RECOMMENDATIONS FOR THE MEASUREMENT, PREVENTION, AND TREATMENT OF OSTEOPOROSIS

Low BMD is prevalent in schizophrenia patients. Prevention, early detection, and intervention are required. Proper diet, exercise, and sufficient sun exposure should be encouraged in all patients. Given uncertain prolactin effects on bone metabolism, no specific recommendation can be made at this point. However, other prolactin-related side effects, such as sexual dysfunction, reproductive system dysfunction, a questionable risk increase of breast cancer, and so on [71], should be screened for, and hyperprolactinemia that leads to physical symptoms should be corrected via use of or switch to prolactin-sparing antipsychotics including olanzapine and, especially, quetiapine, clozapine, and aripiprazole [71,72]. Aripiprazole is known to decrease prolactin levels, even in combination with prolactin-raising antipsychotics [73,74]. Finally, standard therapy for osteoporosis, such as bisphosphonates and selective estrogen receptor modulators [24,75,76], should be considered for patients with osteoporosis.

CONCLUSION

Osteoporotic fractures have considerable adverse effects on general health, subjective well being, the ability to engage in healthy lifestyle behaviors, and increased healthcare costs. A higher prevalence of osteoporosis or lower BMD is widely reported in schizophrenia, and needs to be recognized as an important comorbidity. Prevention, early detection, and intervention are required. Although the effect of antipsychotic-induced hyperprolactinemia seems be one contributing factor for low BMD, others, especially those related to poor lifestyle behaviors, may have an even bigger impact. Moreover, since osteoporosis develops over time, sufficiently large, longitudinal studies are required to examine contributors of accelerated BMD loss. To date, there is only limited evidence for the osteoporosis-producing effects of antipsychotics. Better designed studies, including studies utilizing BTM, may further clarify the relationship between antipsychotics and bone metabolism. Until such data are available, the main clinical focus should be on promoting healthy diet and exercise as well as adequate sun exposure. However, if hyperprolactinemia develops, hypogonadism needs to be ruled out via assessment of menses or sex hormone levels, or a change of antipsychotic treatment to a less prolactin-elevating agent should be considered, especially when sexual and/or reproductive system dysfunction is present.

KEY POINTS.

  • A higher prevalence of osteoporosis compared with the general population is reported in patients with schizophrenia.

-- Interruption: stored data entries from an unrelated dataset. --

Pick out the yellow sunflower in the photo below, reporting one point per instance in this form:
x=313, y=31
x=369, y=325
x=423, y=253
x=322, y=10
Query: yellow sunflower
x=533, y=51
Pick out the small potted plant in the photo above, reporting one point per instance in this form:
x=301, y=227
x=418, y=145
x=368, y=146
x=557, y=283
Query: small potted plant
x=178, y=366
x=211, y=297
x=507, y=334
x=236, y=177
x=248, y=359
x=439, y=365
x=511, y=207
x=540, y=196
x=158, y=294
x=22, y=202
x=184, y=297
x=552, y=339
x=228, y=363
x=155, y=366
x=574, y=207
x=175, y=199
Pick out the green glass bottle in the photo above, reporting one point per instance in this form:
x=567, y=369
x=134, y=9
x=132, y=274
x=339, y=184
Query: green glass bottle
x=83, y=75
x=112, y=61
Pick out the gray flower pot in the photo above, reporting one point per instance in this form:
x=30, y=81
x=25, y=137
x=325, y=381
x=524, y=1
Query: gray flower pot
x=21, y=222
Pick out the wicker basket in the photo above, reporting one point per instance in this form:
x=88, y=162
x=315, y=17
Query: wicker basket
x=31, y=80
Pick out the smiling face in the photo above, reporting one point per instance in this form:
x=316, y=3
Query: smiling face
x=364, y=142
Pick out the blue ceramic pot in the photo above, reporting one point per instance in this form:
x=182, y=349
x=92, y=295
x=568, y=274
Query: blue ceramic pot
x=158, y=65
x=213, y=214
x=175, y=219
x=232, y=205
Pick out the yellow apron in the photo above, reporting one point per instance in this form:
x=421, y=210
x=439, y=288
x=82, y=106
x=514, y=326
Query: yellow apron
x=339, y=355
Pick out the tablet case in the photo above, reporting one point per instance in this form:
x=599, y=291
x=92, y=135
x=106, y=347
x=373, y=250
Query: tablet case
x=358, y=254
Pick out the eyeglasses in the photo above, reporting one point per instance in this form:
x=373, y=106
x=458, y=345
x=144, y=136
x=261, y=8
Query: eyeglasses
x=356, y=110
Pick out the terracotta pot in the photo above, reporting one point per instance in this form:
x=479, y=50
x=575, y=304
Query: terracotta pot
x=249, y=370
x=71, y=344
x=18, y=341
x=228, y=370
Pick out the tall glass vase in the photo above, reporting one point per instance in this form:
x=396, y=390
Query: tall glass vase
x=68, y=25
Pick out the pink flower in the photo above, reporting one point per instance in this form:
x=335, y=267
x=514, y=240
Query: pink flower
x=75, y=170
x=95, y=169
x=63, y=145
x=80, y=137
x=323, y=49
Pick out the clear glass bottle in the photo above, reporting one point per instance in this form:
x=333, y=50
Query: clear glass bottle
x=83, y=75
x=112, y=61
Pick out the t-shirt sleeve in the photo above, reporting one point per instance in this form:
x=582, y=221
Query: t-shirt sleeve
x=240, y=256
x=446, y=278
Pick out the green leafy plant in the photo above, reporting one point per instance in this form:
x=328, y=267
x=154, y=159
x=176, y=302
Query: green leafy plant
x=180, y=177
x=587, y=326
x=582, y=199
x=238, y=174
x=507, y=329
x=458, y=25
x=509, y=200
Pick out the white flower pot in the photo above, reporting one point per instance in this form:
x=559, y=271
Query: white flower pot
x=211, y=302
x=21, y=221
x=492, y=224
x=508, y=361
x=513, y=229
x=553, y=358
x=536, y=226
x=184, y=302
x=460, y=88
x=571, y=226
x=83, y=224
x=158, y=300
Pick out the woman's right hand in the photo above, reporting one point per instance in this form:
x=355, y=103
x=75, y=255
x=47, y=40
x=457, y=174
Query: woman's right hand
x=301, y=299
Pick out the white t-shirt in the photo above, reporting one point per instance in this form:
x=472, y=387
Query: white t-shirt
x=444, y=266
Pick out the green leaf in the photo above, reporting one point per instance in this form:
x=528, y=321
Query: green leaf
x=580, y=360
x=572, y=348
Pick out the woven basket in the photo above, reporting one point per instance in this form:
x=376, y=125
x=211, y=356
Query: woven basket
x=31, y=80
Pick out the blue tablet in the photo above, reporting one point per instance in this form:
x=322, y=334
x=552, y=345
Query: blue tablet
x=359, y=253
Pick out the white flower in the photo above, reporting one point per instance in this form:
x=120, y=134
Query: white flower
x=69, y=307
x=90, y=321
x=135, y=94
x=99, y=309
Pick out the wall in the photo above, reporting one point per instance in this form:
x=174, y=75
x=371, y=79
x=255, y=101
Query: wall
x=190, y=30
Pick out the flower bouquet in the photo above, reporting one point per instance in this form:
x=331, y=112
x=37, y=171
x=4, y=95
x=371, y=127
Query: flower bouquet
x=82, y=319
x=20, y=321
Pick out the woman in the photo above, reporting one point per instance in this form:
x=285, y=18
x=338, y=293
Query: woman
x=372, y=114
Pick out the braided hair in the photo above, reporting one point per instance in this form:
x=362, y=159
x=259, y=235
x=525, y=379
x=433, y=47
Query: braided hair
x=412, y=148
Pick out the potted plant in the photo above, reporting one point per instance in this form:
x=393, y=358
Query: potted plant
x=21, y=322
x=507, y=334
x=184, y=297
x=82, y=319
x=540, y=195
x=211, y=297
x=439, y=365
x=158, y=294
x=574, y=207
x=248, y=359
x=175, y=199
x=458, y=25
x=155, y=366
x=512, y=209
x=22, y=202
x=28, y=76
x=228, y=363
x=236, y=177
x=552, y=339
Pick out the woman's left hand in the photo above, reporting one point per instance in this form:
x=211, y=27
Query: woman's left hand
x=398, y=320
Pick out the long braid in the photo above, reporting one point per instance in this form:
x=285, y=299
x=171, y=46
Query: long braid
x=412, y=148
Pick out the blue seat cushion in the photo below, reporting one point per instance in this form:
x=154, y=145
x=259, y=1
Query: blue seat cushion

  • Unhealthy lifestyle behaviors, such as little or no exercise, alcoholism, smoking, undernutrition, and unhealthy diet with deficiencies of calcium and vitamin D contribute to low bone mineral density and elevated fracture risk in schizophrenia.

  • Antipsychotic-induced hyperprolactinemia has been suggested as one of the mechanisms of low bone mineral density in schizophrenia, but the results are mixed and firm conclusions cannot be drawn at this point.

  • In order to better examine the relationship between antipsychotics and low bone mineral density, well designed, longitudinal studies are needed, and measurement of bone turnover markers may be helpful.

  • Until the relationship between hyperprolactinemia and osteoporosis has been better clarified, the main clinical focus should be on prevention and early intervention through promoting healthy diet, exercise, and adequate sun exposure, although hypogonadism associated with hyperprolactinemia should prompt actions to reduce serum prolactin.

Acknowledgements

None.

Funding: Partially supported by the NIMH Advanced Center for Services and Intervention Research, The Zucker Hillside Hospital (P30MH090590).

Footnotes

Conflicts of interest

Financial Disclosures: Dr Kishimoto has received speaker’s honoraria from Banyu, Eli Lilly, Dainippon Sumitomo, Janssen, Novartis, Otsuka, Pfizer. He has received grant support from the Byoutaitaisyakenkyukai Fellowship (Fellowship of Astellas Foundation of Research on Metabolic Disorders) and Eli Lilly Fellowship for Clinical Psychopharmacology.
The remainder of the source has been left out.